[177Lu]Lu-PSMA-617 Delays TTW in Patients With Taxane-Naïve mCRPC Over ARPIs

The phase 3 PSMAfore study began in 2021 to compare the prolonged radiographic progression-free survival benefits of [¹⁷⁷Lu]Lu-PSMA-617 (Lu617) against change of androgen receptor pathway inhibitors (ARPIs) in taxane-naïve patients with metastatic castration-resistant prostate cancer (mCRPC).

At the 2024 American Society of Clinical Oncology Annual Meeting, Karim Fizazi, MD, PhD, presented new results of the study’s second interim analysis, including health-related quality of life (HRQOL) and pain outcomes.

A randomized selection of 468 patients with mCRPC was included in the trial. Each patient was an eligible candidate for change of ARPI after progression on 1 prior ARPI and had ≥1 prostate-specific membrane antigen (PSMA)-positive and no exclusionary PSMA-negative metastatic lesions based on [⁶⁸Ga]Ga-PSMA-11 positron emission tomography/computed tomography scan.

Each patient received 6 cycles of open-label Lu617 at 7.4 GBq/6 weeks (n=234) or ARPI change (abiraterone/enzalutamide; n=234). Patients who had confirmed radiographic progression on ARPI change were crossed over to receive Lu617.

The study’s secondary end points included time to worsening (TTW) in self-reported HRQOL (FACT-P, EQ-5D-5L) and pain (BPI-SF), defined as a composite of score worsening (prespecified thresholds), clinical progression (including new anticancer treatment), or death.

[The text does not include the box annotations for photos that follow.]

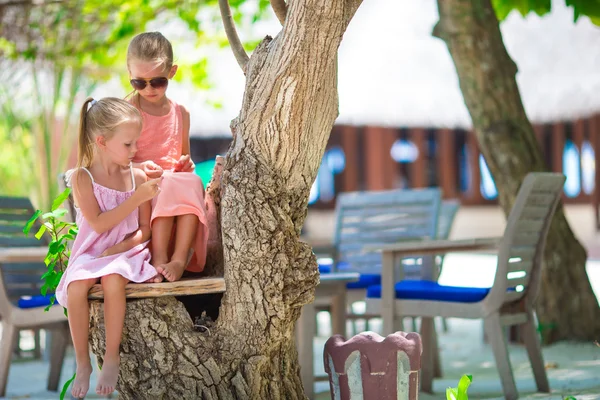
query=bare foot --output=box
[156,260,185,282]
[71,361,92,399]
[96,357,120,396]
[144,269,165,283]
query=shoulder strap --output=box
[81,167,96,183]
[129,162,135,190]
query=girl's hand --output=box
[140,160,163,179]
[173,154,196,172]
[100,244,118,257]
[135,178,162,204]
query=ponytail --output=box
[77,97,142,168]
[77,97,95,168]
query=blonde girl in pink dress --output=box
[127,32,208,281]
[56,98,160,398]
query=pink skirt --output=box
[151,171,208,272]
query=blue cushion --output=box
[17,294,54,308]
[367,279,490,303]
[319,262,381,289]
[346,274,381,289]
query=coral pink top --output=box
[133,100,183,170]
[129,100,208,272]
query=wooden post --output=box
[573,119,590,201]
[589,114,600,230]
[323,332,423,400]
[467,131,483,204]
[435,129,458,199]
[409,128,429,189]
[550,122,565,173]
[364,126,386,190]
[340,125,360,192]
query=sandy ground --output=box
[7,206,600,400]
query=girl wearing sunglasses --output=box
[127,32,208,282]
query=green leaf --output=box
[35,225,46,240]
[60,374,76,400]
[23,210,42,235]
[51,188,71,211]
[42,208,67,219]
[446,388,458,400]
[458,375,473,400]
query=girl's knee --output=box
[67,279,97,298]
[101,274,129,288]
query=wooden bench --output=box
[318,188,448,330]
[0,197,70,397]
[58,172,225,300]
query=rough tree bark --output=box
[433,0,600,343]
[90,0,361,400]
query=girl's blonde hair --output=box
[77,97,142,168]
[127,32,173,72]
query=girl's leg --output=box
[67,279,97,399]
[96,274,129,396]
[152,217,175,282]
[157,214,200,282]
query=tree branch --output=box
[269,0,287,25]
[219,0,250,74]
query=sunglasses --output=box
[129,77,169,91]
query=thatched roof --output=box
[92,0,600,136]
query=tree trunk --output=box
[433,0,600,343]
[91,0,360,400]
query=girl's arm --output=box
[174,105,196,172]
[179,105,191,156]
[102,169,152,257]
[72,170,154,233]
[131,160,163,179]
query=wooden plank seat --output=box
[88,277,225,300]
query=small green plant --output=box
[23,188,77,315]
[446,375,473,400]
[23,188,77,400]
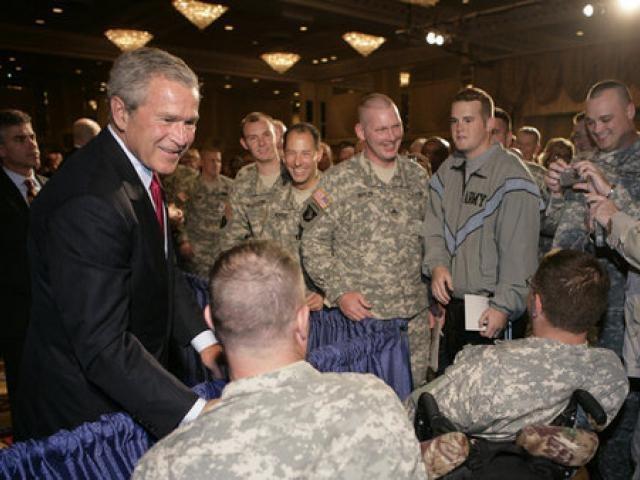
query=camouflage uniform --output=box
[553,140,640,480]
[162,164,198,208]
[216,163,288,256]
[177,175,233,278]
[301,153,430,384]
[406,337,629,440]
[133,362,426,480]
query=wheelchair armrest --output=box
[413,392,457,442]
[573,389,607,427]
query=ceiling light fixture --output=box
[342,32,387,57]
[400,0,440,7]
[618,0,640,12]
[260,52,300,74]
[173,0,229,30]
[104,28,153,52]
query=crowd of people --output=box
[0,48,640,479]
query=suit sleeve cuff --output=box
[191,330,218,353]
[180,398,207,426]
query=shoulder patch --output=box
[311,188,331,210]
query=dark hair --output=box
[451,87,495,120]
[587,80,632,103]
[0,109,31,143]
[518,125,542,144]
[493,107,513,132]
[240,112,275,138]
[284,122,321,150]
[531,250,609,333]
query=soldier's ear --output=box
[294,303,309,358]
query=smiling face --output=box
[450,100,494,159]
[356,105,404,165]
[585,89,635,152]
[284,131,322,190]
[111,76,200,175]
[0,123,40,177]
[240,118,277,163]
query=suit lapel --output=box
[100,128,167,277]
[0,168,29,215]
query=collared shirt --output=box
[107,125,218,425]
[2,166,42,205]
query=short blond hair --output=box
[210,240,305,347]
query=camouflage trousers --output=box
[408,310,439,389]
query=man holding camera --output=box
[545,80,640,479]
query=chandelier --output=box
[260,52,300,73]
[104,28,153,52]
[173,0,229,30]
[342,32,387,57]
[400,0,440,7]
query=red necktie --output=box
[151,172,164,234]
[24,178,38,205]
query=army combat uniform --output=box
[406,337,629,440]
[553,140,640,480]
[423,144,541,369]
[216,163,288,257]
[301,153,430,384]
[177,175,233,278]
[133,362,426,480]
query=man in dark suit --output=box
[17,48,219,439]
[0,110,44,432]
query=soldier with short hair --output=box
[176,146,233,278]
[406,250,629,440]
[301,93,430,395]
[133,240,426,480]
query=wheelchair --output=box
[414,390,607,480]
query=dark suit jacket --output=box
[17,129,206,439]
[0,167,45,341]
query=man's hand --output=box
[431,266,453,305]
[338,292,371,321]
[198,398,220,417]
[200,343,224,379]
[427,303,445,328]
[586,193,620,232]
[544,159,570,198]
[307,292,324,312]
[573,160,612,197]
[478,307,507,338]
[178,242,195,260]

The median age of the patient group was 72 years (range, 43-94 years). The median duration of exposure in the Lu617 arm was 8.4 months, and it was 6.5 months in the ARPI change arm. Lu617 was found to delay TTW on the FACT-P, EQ-5D-5L, and BPI-SF scales and subscales versus ARPI change.

Treatment with Lu617 offered a median FACT-P total score of 7.46 (range, 6.08-8.51) over an ARPI change score of 4.27 (range, 3.48-4.53), as well as an EQ-5D-5L utility score of 6.14 (range, 4.70-7.92) and a BPI-SF pain intensity score of 5.03 (range, 4.40-6.87) over ARPI change scores of 3.88 (range, 3.25-4.40) and 3.71 (range, 3.09-4.37), respectively.

Overall, Lu617 provided higher beneficial responses and delayed TTW over ARPI change for the treatment of taxane-naïve PSMA-positive mCRPC.